………
次日
薛蟠坐在马车里,手紧紧按著胸口。
感受那里贴身放著个硬木盒子,盒子里整整齐齐码著银票和金票——两百三十万两银票,两万两金票。
他想起昨天宝琴妹妹回府时的阵仗。
数百盔甲鲜明的將士,恭恭敬敬的宫人,四驾的马车……
薛蟠深吸一口气,又缓缓吐出。
太子殿下以后后宫肯定有不少人。自家妹妹虽然没明说,但他这个做哥哥的怎么可能看不出来
每次自己拐弯抹角一提到太子殿下,妹妹那张总是平静无波的脸上,就会泛起淡淡的红晕。
哼!妹妹你想瞒过自己这个万花丛中过的哥哥,怎么可能。
妹妹肯定是上一次见过后,就开始喜欢上太子殿下了。
至於宝琴妹妹,那更是铁板钉钉的事了。
那丫头,以后肯定是后宫嬪妃。
妹妹和宝琴妹妹关係好,两人又都这么聪明。
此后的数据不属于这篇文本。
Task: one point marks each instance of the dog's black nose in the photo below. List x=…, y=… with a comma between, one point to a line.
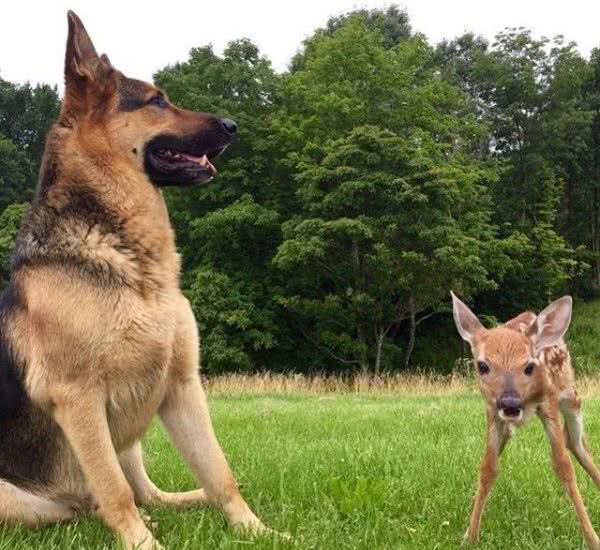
x=510, y=403
x=229, y=125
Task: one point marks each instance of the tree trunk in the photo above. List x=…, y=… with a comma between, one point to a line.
x=379, y=355
x=363, y=359
x=412, y=331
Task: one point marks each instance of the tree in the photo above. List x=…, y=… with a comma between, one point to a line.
x=26, y=114
x=16, y=174
x=391, y=224
x=10, y=220
x=230, y=229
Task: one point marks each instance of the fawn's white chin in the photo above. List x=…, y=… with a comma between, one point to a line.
x=510, y=418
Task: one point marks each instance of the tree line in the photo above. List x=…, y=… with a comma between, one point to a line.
x=376, y=174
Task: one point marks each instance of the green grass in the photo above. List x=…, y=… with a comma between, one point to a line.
x=350, y=471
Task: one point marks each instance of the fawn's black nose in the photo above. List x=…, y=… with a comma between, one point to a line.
x=229, y=125
x=510, y=404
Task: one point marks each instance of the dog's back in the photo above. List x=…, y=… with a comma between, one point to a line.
x=28, y=437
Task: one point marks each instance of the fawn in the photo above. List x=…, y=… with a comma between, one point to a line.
x=524, y=367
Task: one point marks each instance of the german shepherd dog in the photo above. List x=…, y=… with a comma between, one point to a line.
x=95, y=334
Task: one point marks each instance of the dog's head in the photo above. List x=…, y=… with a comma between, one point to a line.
x=115, y=116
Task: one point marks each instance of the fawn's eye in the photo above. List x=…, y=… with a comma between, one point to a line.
x=158, y=101
x=529, y=369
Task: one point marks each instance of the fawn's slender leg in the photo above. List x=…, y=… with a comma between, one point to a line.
x=144, y=489
x=575, y=435
x=563, y=467
x=498, y=433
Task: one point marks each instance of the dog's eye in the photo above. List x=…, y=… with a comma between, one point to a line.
x=158, y=101
x=529, y=369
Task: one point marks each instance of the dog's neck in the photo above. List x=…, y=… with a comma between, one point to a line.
x=105, y=221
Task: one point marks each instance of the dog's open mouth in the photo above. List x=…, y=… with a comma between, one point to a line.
x=173, y=161
x=513, y=414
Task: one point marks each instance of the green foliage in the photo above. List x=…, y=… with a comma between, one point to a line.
x=231, y=323
x=10, y=220
x=365, y=183
x=26, y=114
x=16, y=175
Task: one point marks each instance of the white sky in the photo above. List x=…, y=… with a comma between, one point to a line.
x=143, y=36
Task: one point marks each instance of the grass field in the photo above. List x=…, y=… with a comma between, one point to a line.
x=358, y=470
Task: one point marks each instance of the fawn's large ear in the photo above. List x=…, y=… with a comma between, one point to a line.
x=466, y=321
x=522, y=322
x=85, y=71
x=551, y=324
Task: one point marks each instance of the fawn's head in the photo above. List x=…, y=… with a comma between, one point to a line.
x=508, y=357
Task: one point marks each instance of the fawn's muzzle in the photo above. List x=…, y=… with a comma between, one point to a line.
x=510, y=405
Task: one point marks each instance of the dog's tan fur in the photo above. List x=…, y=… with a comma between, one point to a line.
x=99, y=334
x=548, y=390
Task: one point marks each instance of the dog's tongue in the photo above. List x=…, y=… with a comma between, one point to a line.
x=202, y=161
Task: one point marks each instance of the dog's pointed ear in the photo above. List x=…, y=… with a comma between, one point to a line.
x=466, y=321
x=85, y=70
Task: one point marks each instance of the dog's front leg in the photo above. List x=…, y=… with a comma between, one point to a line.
x=82, y=417
x=185, y=415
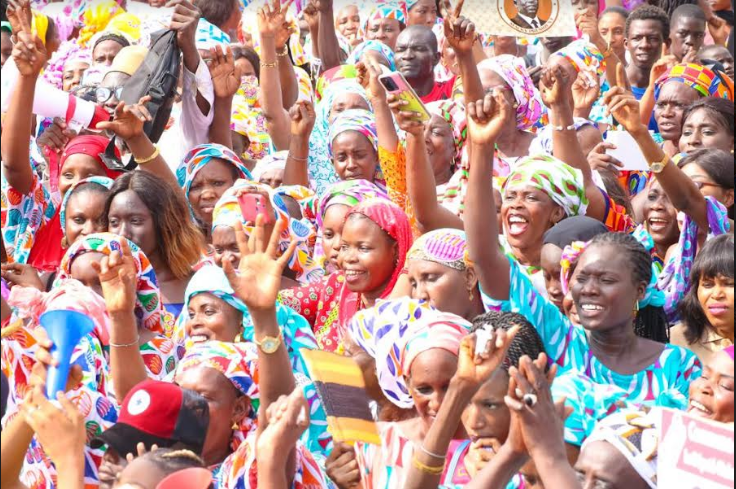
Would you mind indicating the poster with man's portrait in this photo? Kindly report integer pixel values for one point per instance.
(521, 18)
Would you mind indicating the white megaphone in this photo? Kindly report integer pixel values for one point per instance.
(51, 102)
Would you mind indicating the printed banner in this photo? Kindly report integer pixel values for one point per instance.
(694, 453)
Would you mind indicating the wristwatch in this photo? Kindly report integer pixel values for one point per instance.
(659, 166)
(270, 345)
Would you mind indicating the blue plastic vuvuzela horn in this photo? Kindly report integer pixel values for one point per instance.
(65, 329)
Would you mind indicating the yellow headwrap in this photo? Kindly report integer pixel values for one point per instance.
(40, 25)
(96, 19)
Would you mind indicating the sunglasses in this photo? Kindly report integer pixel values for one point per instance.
(102, 94)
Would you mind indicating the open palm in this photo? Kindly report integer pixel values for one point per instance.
(258, 278)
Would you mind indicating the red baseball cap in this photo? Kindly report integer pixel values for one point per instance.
(158, 413)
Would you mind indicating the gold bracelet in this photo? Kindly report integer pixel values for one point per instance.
(155, 155)
(438, 470)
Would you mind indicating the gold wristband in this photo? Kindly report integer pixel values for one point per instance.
(155, 155)
(437, 470)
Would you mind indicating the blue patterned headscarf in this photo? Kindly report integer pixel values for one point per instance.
(376, 46)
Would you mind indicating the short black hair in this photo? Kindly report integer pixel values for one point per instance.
(688, 11)
(616, 10)
(721, 109)
(714, 260)
(216, 12)
(527, 341)
(650, 12)
(669, 6)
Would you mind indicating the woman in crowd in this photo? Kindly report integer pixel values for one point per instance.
(372, 231)
(680, 87)
(149, 212)
(706, 311)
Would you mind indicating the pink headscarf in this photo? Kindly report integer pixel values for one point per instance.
(71, 295)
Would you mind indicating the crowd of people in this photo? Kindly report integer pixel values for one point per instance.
(522, 325)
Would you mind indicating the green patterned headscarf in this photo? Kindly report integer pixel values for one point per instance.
(563, 184)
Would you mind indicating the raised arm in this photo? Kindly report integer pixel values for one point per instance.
(303, 117)
(117, 274)
(556, 90)
(421, 184)
(682, 191)
(329, 48)
(277, 119)
(29, 54)
(226, 81)
(128, 125)
(486, 119)
(472, 372)
(462, 37)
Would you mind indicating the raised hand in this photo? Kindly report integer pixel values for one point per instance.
(225, 74)
(555, 87)
(288, 418)
(585, 90)
(20, 16)
(129, 120)
(459, 31)
(600, 161)
(477, 364)
(303, 117)
(29, 54)
(272, 23)
(118, 276)
(258, 278)
(622, 104)
(530, 397)
(61, 431)
(342, 467)
(368, 74)
(488, 117)
(408, 122)
(663, 65)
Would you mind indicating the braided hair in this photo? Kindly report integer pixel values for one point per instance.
(526, 343)
(651, 322)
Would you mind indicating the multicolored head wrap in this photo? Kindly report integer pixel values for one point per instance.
(95, 18)
(210, 36)
(149, 306)
(636, 435)
(454, 114)
(321, 170)
(357, 120)
(68, 294)
(380, 331)
(227, 213)
(675, 278)
(705, 81)
(275, 161)
(202, 155)
(394, 221)
(388, 10)
(210, 279)
(514, 73)
(238, 363)
(448, 247)
(101, 181)
(376, 46)
(584, 56)
(561, 182)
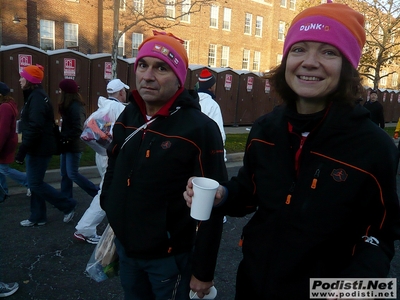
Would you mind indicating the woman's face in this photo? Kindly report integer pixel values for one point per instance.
(313, 70)
(22, 82)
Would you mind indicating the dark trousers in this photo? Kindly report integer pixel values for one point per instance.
(154, 279)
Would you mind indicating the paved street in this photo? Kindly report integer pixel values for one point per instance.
(49, 263)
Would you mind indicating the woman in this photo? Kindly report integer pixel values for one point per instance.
(8, 141)
(322, 210)
(72, 110)
(38, 145)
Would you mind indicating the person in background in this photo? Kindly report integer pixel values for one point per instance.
(321, 210)
(206, 91)
(8, 141)
(86, 229)
(8, 289)
(159, 139)
(72, 111)
(38, 145)
(376, 109)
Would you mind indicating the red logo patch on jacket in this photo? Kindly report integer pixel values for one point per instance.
(339, 175)
(166, 145)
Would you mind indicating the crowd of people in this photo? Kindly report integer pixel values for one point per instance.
(319, 208)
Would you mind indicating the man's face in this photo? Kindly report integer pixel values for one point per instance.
(155, 81)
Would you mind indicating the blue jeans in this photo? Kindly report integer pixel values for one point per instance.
(36, 167)
(69, 168)
(17, 176)
(154, 279)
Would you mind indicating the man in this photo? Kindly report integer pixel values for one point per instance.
(159, 141)
(209, 106)
(115, 104)
(376, 109)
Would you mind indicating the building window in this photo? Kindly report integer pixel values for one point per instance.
(279, 59)
(212, 53)
(281, 32)
(137, 39)
(170, 9)
(138, 6)
(256, 61)
(247, 23)
(121, 45)
(383, 80)
(227, 19)
(246, 59)
(214, 16)
(225, 56)
(185, 11)
(395, 80)
(70, 35)
(122, 4)
(186, 46)
(259, 21)
(46, 35)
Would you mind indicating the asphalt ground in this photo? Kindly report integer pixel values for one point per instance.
(49, 264)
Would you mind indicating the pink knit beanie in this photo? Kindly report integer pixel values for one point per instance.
(332, 23)
(33, 74)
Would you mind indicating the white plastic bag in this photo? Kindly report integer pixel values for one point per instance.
(97, 130)
(103, 262)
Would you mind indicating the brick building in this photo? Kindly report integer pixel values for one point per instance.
(240, 34)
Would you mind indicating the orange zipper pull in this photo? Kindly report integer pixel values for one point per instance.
(314, 183)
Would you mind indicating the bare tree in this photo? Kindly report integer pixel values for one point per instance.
(148, 14)
(381, 55)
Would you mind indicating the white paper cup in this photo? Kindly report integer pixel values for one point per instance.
(204, 190)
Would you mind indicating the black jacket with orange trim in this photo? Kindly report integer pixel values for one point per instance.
(142, 193)
(337, 218)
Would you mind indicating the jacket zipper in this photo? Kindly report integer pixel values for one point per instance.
(289, 196)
以后若真能都在太子殿下身边,也能互相扶持。
他这辈子没什么大本事,他得护著两个妹妹。
……
马车在织造府正门前停下。
薛蟠掀开车帘,往外看去。
朱漆大门紧闭,门前两列侍卫持戟而立,盔甲在晨光下泛著冷光。个个站得笔直,眼神锐利,一看就是精锐。
薛蟠心里打了个颤。
他想起在扬州那场宴会上,太子殿下坐在主位,一句话就决定了那么多人的生死。
那种掌握生杀大权的气势……
他晃了晃脑袋,把那些画面甩开。
不能想。
越想越怕。
他深吸几口气,强迫自己镇定下来,下了马车。
刚往前走了几步,离大门还有百米远,就被侍卫拦下了。
“站住!”
两名侍卫上前,手按刀柄,眼神警惕:“什么人不知道这是什么地方吗”
薛蟠心里打了个突,连忙躬身,脸上堆笑,一边说,一边从袖子里掏出几张银票……都是一千两面额的。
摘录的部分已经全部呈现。